Jeff McLaughlin, a spokesman for GlaxoSmithKline, which makes the bivalent vaccine Cervarix, said only, “[GlaxoSmithKline] does not have any planned studies for Cervarix in throat cancer.”
Gillison believes that Merck may be willing to supply the vaccine for a trial if alternative funding can be arranged. Meanwhile, researchers will be monitoring the epidemiology of oropharynx cancers as coverage of the two U.S. Food and Drug Administration–approved HPV vaccines increases over the coming decades.
“We’re pretty confident that the current vaccines for cervical cancer should work effectively against HPV-positive oropharyngeal cancer,” said Cohen. “It hasn’t been demonstrated yet, but everything we know about this disease indicates it should be prevented by these vaccines.”
John Deeken, M.D., director of the head and neck medical oncology clinic at Georgetown University's Lombardi Comprehensive Cancer Center in Washington, D.C., agrees. “It's going to be a while before we know if it works,” he said, “but it beats the alternative. We need to do a better job of public education, to get parents to give the vaccine to their children.

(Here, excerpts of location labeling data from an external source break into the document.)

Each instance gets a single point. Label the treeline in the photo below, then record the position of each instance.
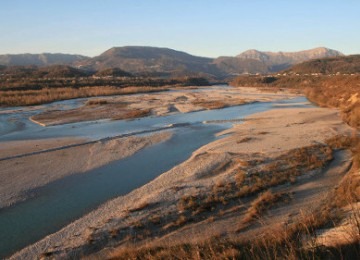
(30, 85)
(343, 65)
(33, 78)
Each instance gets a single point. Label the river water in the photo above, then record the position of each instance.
(61, 202)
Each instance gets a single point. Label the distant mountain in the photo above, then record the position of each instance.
(151, 61)
(154, 61)
(343, 65)
(254, 61)
(44, 59)
(53, 71)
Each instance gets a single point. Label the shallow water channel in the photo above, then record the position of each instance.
(61, 202)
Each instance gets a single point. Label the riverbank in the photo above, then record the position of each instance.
(218, 191)
(181, 100)
(21, 177)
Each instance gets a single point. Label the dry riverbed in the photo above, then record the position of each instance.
(20, 177)
(279, 157)
(156, 104)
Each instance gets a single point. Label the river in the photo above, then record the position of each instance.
(61, 202)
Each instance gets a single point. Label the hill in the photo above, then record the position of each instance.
(53, 71)
(165, 62)
(44, 59)
(342, 65)
(254, 61)
(151, 61)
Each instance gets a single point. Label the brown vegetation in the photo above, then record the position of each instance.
(22, 86)
(340, 91)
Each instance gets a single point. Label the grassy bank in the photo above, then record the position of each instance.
(337, 91)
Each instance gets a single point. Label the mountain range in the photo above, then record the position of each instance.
(141, 60)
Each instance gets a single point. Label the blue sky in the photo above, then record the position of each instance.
(200, 27)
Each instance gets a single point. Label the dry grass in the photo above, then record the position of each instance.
(264, 201)
(47, 95)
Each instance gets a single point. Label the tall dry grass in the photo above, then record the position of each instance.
(47, 95)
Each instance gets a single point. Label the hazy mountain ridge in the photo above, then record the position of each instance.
(254, 61)
(155, 61)
(343, 65)
(43, 59)
(137, 59)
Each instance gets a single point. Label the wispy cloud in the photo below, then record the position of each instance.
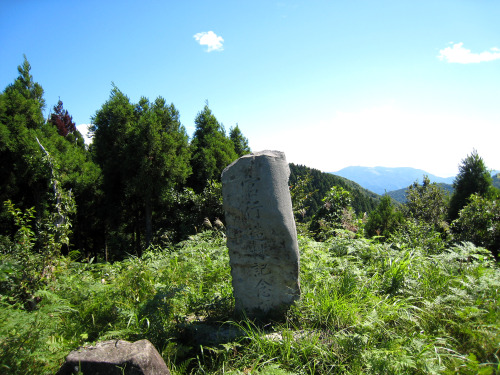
(461, 55)
(211, 40)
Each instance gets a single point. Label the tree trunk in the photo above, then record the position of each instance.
(149, 222)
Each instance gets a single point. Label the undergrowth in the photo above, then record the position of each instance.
(365, 308)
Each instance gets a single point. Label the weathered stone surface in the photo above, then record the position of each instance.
(261, 234)
(116, 357)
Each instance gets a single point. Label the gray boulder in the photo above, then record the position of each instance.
(115, 357)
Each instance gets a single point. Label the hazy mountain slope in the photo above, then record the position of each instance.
(321, 182)
(384, 179)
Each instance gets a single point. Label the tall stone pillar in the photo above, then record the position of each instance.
(261, 234)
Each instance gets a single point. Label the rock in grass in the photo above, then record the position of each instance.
(115, 357)
(261, 234)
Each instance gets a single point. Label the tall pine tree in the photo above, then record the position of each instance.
(473, 178)
(212, 151)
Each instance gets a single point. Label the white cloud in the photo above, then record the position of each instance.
(210, 39)
(84, 129)
(461, 55)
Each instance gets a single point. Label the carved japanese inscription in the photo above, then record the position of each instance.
(261, 234)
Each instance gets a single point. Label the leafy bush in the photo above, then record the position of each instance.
(479, 222)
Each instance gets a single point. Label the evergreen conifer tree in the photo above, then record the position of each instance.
(212, 151)
(473, 178)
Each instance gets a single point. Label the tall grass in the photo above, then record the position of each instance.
(366, 308)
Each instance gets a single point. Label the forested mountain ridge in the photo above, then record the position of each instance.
(400, 194)
(320, 183)
(383, 179)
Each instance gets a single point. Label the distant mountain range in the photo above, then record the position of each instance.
(383, 179)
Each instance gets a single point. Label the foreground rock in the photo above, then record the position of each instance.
(116, 357)
(261, 234)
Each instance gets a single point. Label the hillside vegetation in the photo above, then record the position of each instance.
(317, 184)
(126, 239)
(366, 307)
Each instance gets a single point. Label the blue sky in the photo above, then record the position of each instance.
(331, 83)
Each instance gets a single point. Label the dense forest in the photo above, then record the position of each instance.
(125, 239)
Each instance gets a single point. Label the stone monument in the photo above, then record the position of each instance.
(261, 234)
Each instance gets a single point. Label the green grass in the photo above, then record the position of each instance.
(366, 308)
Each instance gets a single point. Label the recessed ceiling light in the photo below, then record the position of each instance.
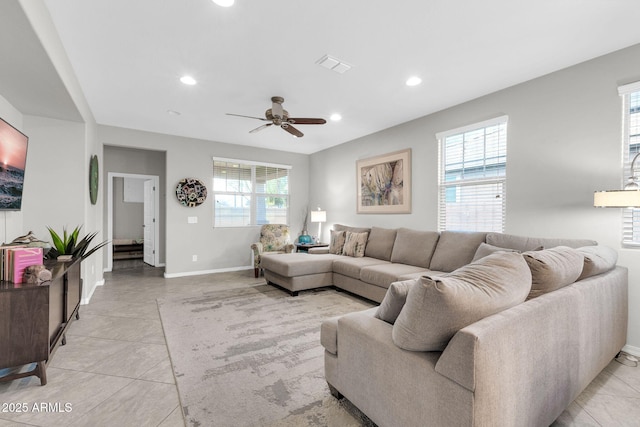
(414, 81)
(224, 3)
(188, 80)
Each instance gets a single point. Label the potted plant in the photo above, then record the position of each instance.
(71, 246)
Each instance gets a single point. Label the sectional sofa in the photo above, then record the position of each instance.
(473, 329)
(389, 255)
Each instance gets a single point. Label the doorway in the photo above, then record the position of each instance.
(144, 189)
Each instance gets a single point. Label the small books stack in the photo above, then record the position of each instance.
(15, 259)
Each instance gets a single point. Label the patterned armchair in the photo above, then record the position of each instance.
(274, 238)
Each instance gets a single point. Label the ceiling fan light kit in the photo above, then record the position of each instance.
(278, 116)
(224, 3)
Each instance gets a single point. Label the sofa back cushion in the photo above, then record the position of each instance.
(486, 249)
(455, 249)
(597, 260)
(355, 244)
(337, 242)
(522, 243)
(413, 247)
(394, 300)
(340, 227)
(437, 307)
(553, 268)
(380, 243)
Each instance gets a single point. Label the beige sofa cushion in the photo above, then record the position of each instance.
(522, 243)
(553, 268)
(485, 249)
(413, 247)
(437, 307)
(299, 264)
(380, 243)
(394, 300)
(340, 227)
(384, 274)
(455, 249)
(350, 266)
(597, 260)
(336, 244)
(354, 244)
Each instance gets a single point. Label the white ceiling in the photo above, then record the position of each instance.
(129, 55)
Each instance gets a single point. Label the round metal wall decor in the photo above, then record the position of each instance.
(191, 192)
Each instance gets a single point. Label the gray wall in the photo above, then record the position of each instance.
(564, 142)
(217, 249)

Potentially, that will not only prevent cervical cancer but also stop the rising tide of head and neck cancer.”
Ang isn’t so sure. Like everyone else, he's waiting to see the longer-term results of the Merck and GlaxoSmithKline trials. “When we vaccinate against two or four strains of the virus,” he asked, “will it really prevent cancer, or will it cause other strains to take over—strains that are now less virulent and that may take longer to cause cancer? Until that question is answered, I’m not convinced we need to rush out and vaccinate boys.”